João Cabral é da primeira geração de escritores que
aproveitou as conquistas modernistas para ampliar os horizontes literários
brasileiros. É verdade que o poema aqui analisado pouco se vale das inovações
vanguardistas, se pensarmos no tratamento dado à linguagem e à construção do
poema em comparação a outras obras modernistas. Mas há pontos que tornam o
poema um marco da poesia e da literatura brasileiras:
- Essa
geração super-regionalista fundiu as práticas de vanguarda com os temas
regionais: poucas vezes o regionalismo tratou com tanta atenção e
detalhamento a vida do homem nordestino, trabalhador, retirante,
englobando aí os assuntos que mais lhe atormentam, como a morte e a
incerteza do dia seguinte;
- “Morte e Vida Severina”
retrata a vida do retirante como poucas obras fizeram, talvez as únicas
que podem ser citadas são “O Quinze”,
de Raquel de Queiroz, e “Vidas Secas”,
de Graciliano Ramos.

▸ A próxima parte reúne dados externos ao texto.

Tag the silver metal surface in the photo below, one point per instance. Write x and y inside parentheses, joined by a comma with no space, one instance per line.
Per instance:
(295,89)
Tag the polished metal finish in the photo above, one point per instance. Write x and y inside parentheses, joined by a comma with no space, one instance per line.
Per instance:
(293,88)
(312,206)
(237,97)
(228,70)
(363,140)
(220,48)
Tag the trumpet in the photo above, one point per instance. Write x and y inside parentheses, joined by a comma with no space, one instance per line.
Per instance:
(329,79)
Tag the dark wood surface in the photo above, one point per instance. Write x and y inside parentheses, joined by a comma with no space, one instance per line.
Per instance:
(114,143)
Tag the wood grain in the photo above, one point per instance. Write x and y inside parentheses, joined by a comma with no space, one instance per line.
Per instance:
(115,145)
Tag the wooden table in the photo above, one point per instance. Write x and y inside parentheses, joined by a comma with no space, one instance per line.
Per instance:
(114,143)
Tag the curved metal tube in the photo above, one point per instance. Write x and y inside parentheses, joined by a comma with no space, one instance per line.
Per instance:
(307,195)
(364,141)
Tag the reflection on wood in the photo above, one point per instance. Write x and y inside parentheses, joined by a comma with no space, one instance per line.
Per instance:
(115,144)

Mas elas possuem inúmeras diferenças com a obra
cabralina;
- É
verdade que “Morte e Vida Severina”
tem um forte apelo social, mostrando o drama de um homem que não tem
trabalho fixo e fica vagando pelo sertão, porém, sem retratar especificamente
o drama da seca, sabendo-se que ele está lá e que isso é determinante na
vida das personagens;
- Mas
o grande desafio do retirante é o confronto que trava, ao longo do poema,
com a morte. Ousando um pouco, ela pode ser encarada como uma personagem,
adquirindo um tratamento mágico, já que acompanha Severino durante toda
sua jornada e não lhe deixa esquecer sua condição e seu destino fatal.

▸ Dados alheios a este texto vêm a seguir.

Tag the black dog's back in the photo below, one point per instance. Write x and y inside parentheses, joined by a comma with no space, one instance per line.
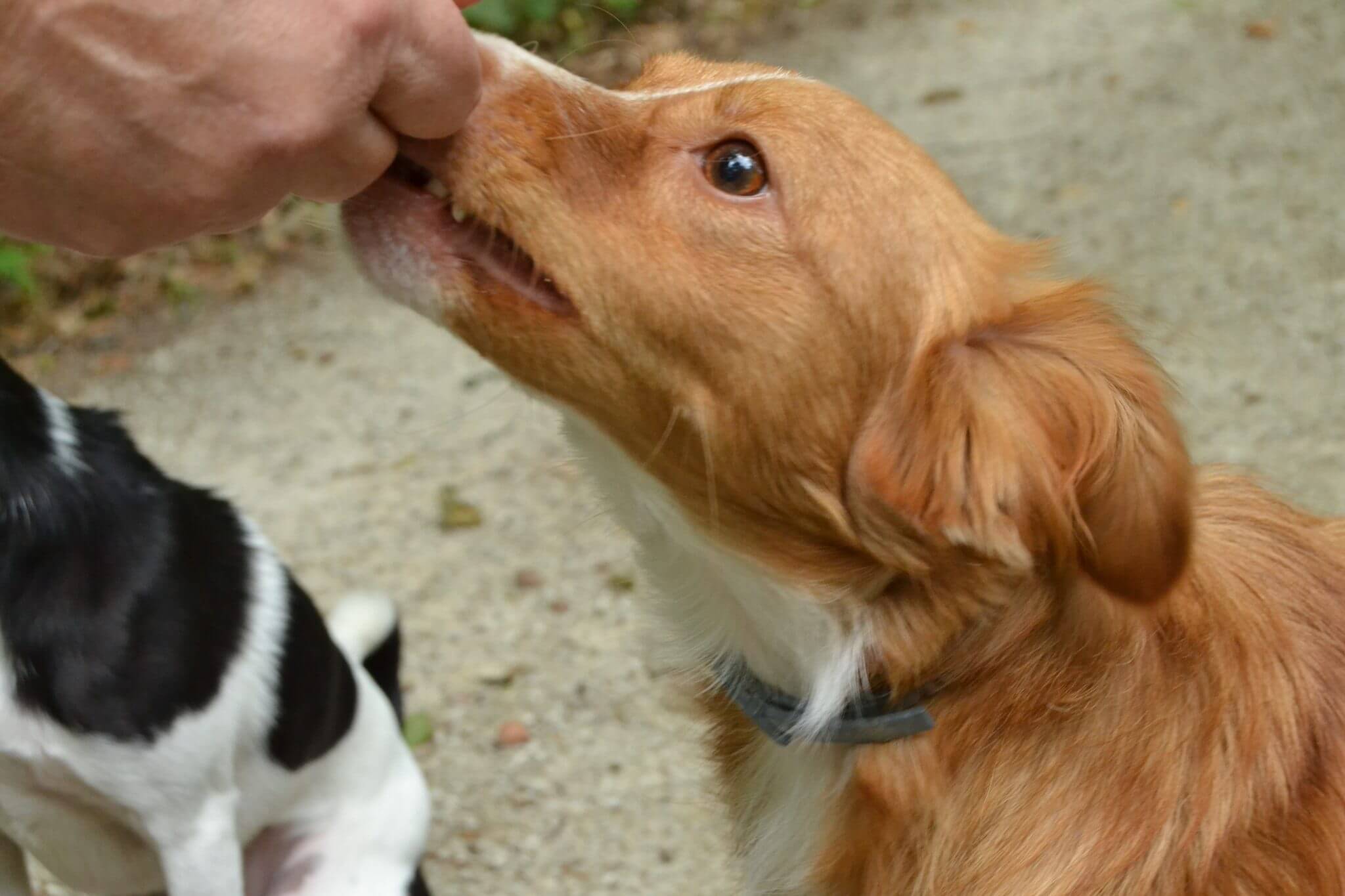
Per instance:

São elementos que certamente influenciaram João Cabral na
construção do texto. O poeta viveu o que se denominou de consciência dilacerada
do atraso, localizada em torno da metade do século XX. De um lado, o Brasil
cresce num ritmo vertiginoso, com fábricas e indústrias instalando-se por todo
país, com as grandes cidades recebendo o título de metrópoles, com a
urbanização, enfim, tomando conta de áreas campestres (o que desencadeou o
êxodo rural). Mas de outro lado, temos ainda um Brasil arcaico, que não tem luz
elétrica – e em muitos casos, nem sabe o que é isso –, uma região onde não
existem leis e a ordem é mantida por facões e espingardas.
Enfim, o Auto,
“Morte e Vida Severina”, é um claro exemplo de como João Cabral articulou o
estético e o sociocultural numa perspectiva estruturalista que, embora escrito
na década de 50, se permite a leituras e releituras e abordagens que se valem,
também, de conceitos e categorias recentes de análises literárias.
REFERÊNCIAS:
- MELO
NETO, João Cabral de. Morte e Vida
Severina e outros poemas para vozes - 4ª edição. Rio de Janeiro: Editora Nova Fronteira, 2000. (págs. 43-80);
- CANDIDO,
Antônio. A educação pela noite e outros ensaios. 3ª edição. São Paulo: Editora
Ática, 2000.
- BOSI, Alfredo. Historia Concisa da Literatura Brasileira - 41ª edição. São Paulo: Editora Cultrix, 1994.
(págs. 469-472);
- ARAÚJO,
Homero José Vizeu. O poema no sistema – A peculiaridade do antilírico João
Cabral na poesia brasileira. Porto Alegre: Editora da UFRGS, 2002.